706.4 Vertical drainage lines connecting with horizontal drainage
lines shall enter through 45 degree (0.79 rad) wye branches, combination
wye and one-eighth (1/8) bend branches, or other approved
fittings of equivalent sweep.


----------



## OldSchool

most of our fittings in Ontario are short turn.... 

the only place we need long radius is out side of the home


----------



## TX MECH PLUMBER

love2surf927 said:


> Got into a discussion today with a fellow plumber while installing the underground for a bathroom, I used a medium sweep 1/4 bend to go from 2" vertical stack to horizontal line, he said code calls for long turn, I always thought long turn was for horizontal to horizontal, any opinions. I use the UPC, can someone site the code that calls for this, these are the only codes I can find... anyways I changed it and do agree that it would be better to use a long turn in this case.
> 
> 706.4 Vertical drainage lines connecting with horizontal drainage
> lines shall enter through 45 degree (0.79 rad) wye branches, combination
> wye and one-eighth (1/8) bend branches, or other approved
> fittings of equivalent sweep.


When going from vertical to horizontal you use a long radius 90. That's how I was taught !!!


----------



## plbgbiz

In our 2009 IPC class I remember this coming up but I can't find it in the book right now.

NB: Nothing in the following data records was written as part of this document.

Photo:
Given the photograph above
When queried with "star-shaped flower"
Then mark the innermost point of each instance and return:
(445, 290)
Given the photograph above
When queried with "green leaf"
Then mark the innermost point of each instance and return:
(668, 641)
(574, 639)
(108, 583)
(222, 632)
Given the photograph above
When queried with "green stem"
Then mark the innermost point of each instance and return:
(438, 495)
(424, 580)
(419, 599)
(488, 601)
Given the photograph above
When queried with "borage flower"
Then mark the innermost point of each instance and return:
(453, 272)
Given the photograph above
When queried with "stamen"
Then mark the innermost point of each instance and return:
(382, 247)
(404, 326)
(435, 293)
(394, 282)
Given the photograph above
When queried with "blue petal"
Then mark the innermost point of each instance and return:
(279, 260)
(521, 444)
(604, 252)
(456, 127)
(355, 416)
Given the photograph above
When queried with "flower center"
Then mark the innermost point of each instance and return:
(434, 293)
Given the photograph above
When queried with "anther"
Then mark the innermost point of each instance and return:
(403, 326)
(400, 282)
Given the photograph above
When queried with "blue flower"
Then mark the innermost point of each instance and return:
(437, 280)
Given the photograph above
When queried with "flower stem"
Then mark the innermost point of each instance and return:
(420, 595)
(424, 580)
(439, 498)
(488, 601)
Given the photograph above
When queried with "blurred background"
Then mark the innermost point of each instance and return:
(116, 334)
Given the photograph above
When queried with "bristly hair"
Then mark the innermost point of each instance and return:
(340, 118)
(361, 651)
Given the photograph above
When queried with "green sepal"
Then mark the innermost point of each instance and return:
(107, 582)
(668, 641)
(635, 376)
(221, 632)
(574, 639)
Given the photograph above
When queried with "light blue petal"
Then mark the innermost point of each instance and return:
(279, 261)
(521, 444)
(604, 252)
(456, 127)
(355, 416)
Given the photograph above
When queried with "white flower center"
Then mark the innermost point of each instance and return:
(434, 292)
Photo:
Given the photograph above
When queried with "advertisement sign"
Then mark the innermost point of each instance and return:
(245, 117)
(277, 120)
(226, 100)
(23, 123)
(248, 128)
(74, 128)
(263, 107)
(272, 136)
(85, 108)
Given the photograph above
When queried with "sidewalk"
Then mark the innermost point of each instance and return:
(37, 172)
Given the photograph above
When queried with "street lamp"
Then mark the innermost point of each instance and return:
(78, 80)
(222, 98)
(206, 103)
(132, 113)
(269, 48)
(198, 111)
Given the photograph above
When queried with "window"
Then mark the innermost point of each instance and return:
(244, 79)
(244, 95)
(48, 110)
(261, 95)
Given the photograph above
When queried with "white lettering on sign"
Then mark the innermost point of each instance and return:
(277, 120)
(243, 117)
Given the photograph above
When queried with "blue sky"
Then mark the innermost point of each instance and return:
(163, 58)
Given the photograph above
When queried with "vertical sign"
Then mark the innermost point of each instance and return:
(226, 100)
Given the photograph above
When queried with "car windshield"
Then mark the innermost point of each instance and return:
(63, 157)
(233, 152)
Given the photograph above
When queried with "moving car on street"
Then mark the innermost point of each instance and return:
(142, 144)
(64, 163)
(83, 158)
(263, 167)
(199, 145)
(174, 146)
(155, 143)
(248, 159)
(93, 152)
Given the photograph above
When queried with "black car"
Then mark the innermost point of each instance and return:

It had something to do with whether or not other fixtures were involved. For instance a kitchen sink alone can go vertical to horizontal with a regular quarter bend but if the washing machine was tied in, it had to be a long sweep.

I'll eventually find it and post the code. Again, that is IPC, not UPC.


----------



## ILPlumber

Il plumbing code is very similar to IPC. Long turns must be used on:
Horizontal to horizontal
Vertical to horizontal

Short sweeps may be used on horizontal to vertical.

Unless it is clear water such as a lav or water cooler. Then you can use short sweeps on horizontal to horizontal also.....

Nobody cares that this was sent from my droid using. Plumbing Zone


----------



## TX MECH PLUMBER

UPC states a combo or fitting with equivalent sweep!! Sweep tells me a long sweep 90 !!!


----------



## user7551

plbgbiz said:


> In our 2009 IPC class I remember this coming up but I can't find it in the book right now.
> 
> It had something to do with whether or not other fixtures were involved. For instance a kitchen sink alone can go vertical to horizontal with a regular quarter bend but if the washing machine was tied in, it had to be a long sweep.
> 
> I'll eventually find it and post the code. Again, that is IPC, not UPC.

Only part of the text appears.